Patients with bone metastases treated with RT during 2007 to 2011 in British Columbia were analyzed using the BC Cancer Agency’s Cancer Agency Information System (CAIS).
The researchers determined that a total of 16,898 courses of RT were delivered to 8601 patients, with RT fractionation separated according to two categories: SFRT and MFRT.
Among the patients, the breast was found to be the most common site for disease (23.4%), while the spine was the most frequently treated bony metastatic site (42.2%).
SFRT was used to treat the majority (49.2%) of bone metastases, especially the ones originating from hematological (56.6%) and prostate (56.%) cancers. Moreover, the ribs (83 %) and extremity (66.4 %) were shown to be the bony metastatic sites that were most typically treated using SFRT.
Nevertheless, significant variation in SFRT use (between 25.5 and 73.4%) was observed among the five cancer centers controlled by the BC Cancer Agency.

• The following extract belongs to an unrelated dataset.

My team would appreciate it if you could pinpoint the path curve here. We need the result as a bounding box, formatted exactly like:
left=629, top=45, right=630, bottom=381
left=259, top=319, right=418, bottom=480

“Previous research has shown that single-fraction radiation therapy is equally as effective as longer multiple-fraction courses. Single-fraction radiation therapy offers greater convenience for patients, is associated with fewer side effects and incurs a lower cost. Even a modest change in the frequency of single-fraction radiation therapy use, in Canada and America, could lead to meaningful cost-savings, improved patient convenience and reduced patient side effects, thereby increasing patients’ quality of life. As a result of discussing our study outcomes among radiation oncologists in British Columbia, we have already seen an increase in the use of single-fraction radiation therapy for bone metastases. We are hopeful that these results will motivate practice change worldwide”, Robert A. Olson, MD, MSc, lead author of the study, radiation oncologist at the BC Cancer Agency Centre for the North, said in an American Society for Radiation Oncology (ASTRO) press release.